At least you are married to your love! You can spend the rest of your lives making more happy times together! Hopefully once the anger and disappointment fades you will look back and remember the times of your wedding that you enjoyed.

Hang in there!! ๐Ÿ™‚

Post # 16
Member
5199 posts
Bee Keeper
  • Wedding: January 2010

Why is your husband hurt and mad at you for feeling disappointed in the reception? I am sort of at a loss as to why he is MAD at you for having these feelings.

Your feelings are perfectly valid, even if HIS experience was different (and his feelings are also perfectly valid as long as he owns them and does not expect you to feel the same!). Unless you are constantly moping in it and holding it against him or making him responsible for how you feel, I guess I do not understand why he is not just letting you own your feelings about it?

I am sorry things did not turn out as you hoped. Sometimes if you have certain expectations, it can be disappointing when they are not met. While I did not share these kinds of feelings after my wedding (but nor did I have a big reception or anything!) I certainly do not think it is entirely uncommon either.  My wedding did have hiccups, but for me I just rolled with it. But, that is also just my own nature.

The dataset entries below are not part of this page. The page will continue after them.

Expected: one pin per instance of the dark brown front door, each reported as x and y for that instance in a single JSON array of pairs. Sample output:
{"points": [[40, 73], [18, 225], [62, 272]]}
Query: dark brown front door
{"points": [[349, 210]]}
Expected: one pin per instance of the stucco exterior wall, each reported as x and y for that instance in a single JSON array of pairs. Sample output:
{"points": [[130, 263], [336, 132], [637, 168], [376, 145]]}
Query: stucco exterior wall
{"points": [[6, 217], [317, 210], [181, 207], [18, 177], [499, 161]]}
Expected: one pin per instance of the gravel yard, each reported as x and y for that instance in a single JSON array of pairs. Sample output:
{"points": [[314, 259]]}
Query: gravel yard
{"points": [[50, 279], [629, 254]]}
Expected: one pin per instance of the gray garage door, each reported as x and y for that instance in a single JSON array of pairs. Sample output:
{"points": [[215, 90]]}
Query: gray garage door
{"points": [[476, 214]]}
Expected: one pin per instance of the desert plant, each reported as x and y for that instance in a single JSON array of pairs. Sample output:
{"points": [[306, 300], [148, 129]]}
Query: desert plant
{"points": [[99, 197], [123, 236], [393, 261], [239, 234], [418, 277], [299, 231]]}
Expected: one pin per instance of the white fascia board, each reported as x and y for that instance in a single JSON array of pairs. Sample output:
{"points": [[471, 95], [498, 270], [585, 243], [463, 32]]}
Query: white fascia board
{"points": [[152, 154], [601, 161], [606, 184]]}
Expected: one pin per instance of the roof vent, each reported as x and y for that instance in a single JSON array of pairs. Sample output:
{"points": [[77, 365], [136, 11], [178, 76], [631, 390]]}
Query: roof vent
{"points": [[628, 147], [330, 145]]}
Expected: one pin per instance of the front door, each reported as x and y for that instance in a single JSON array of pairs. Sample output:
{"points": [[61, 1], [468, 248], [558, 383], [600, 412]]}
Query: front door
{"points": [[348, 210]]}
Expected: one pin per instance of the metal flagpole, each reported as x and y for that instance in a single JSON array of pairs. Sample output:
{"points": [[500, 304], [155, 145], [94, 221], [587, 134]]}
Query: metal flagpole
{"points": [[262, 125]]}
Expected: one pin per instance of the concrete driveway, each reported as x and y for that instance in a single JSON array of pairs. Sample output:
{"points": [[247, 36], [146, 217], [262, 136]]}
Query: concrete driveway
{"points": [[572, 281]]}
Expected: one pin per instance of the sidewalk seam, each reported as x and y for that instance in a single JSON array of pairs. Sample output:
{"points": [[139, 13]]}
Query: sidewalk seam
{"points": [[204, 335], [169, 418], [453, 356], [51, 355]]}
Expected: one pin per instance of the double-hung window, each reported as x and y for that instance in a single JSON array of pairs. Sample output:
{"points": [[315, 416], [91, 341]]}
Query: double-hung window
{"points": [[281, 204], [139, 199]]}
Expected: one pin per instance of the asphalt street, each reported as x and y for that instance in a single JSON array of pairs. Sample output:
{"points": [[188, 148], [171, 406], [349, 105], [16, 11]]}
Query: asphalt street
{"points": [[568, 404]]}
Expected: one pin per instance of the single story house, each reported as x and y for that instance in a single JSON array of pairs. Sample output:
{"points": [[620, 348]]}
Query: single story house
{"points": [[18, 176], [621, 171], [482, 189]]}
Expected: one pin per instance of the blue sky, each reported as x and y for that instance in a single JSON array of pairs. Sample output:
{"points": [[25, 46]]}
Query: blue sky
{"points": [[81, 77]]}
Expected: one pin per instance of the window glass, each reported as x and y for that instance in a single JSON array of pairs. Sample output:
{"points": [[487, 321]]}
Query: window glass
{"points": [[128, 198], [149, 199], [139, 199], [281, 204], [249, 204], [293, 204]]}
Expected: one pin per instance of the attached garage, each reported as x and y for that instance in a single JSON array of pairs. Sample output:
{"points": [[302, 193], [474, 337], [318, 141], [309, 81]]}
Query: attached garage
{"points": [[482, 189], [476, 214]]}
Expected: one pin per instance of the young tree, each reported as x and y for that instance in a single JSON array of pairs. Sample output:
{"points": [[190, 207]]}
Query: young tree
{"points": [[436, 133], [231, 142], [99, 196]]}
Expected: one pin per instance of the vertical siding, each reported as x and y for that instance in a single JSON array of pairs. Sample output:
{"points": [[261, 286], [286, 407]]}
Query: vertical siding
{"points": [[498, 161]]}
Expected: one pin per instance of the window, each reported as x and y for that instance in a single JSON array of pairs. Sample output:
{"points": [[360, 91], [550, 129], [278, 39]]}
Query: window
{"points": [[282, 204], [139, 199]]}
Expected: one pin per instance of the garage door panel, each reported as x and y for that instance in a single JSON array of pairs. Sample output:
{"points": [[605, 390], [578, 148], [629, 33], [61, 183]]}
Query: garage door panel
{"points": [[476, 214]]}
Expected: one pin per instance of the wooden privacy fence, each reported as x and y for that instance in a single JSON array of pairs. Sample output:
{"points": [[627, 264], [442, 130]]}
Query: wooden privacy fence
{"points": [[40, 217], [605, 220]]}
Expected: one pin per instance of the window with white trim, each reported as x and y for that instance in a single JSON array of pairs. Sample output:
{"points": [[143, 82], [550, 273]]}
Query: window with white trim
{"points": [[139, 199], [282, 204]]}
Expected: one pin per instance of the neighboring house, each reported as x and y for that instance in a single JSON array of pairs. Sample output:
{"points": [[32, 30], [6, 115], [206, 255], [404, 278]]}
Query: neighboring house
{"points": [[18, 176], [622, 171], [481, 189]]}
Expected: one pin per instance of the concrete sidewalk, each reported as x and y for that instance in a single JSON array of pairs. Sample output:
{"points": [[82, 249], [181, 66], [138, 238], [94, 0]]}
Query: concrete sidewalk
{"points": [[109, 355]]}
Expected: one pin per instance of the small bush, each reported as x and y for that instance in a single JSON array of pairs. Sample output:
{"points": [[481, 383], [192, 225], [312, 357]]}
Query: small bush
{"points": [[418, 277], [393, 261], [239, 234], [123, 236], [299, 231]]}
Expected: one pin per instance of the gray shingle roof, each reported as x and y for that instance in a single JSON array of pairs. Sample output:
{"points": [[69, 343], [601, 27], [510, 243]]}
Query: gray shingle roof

I will also say though, that I can almost guarantee your guests are probably not as disappointed in how things went as YOU are. Sure some may have some grumblings about certain things, but that is the way things go, and I would say that 9/10 of them are not as disappointed in how things went as you sort of are assuming they are! And, I pretty much guarantee none of them are holding it against YOU!

When you feel up to it, perhaps it would help to vent a little bit about what happened here?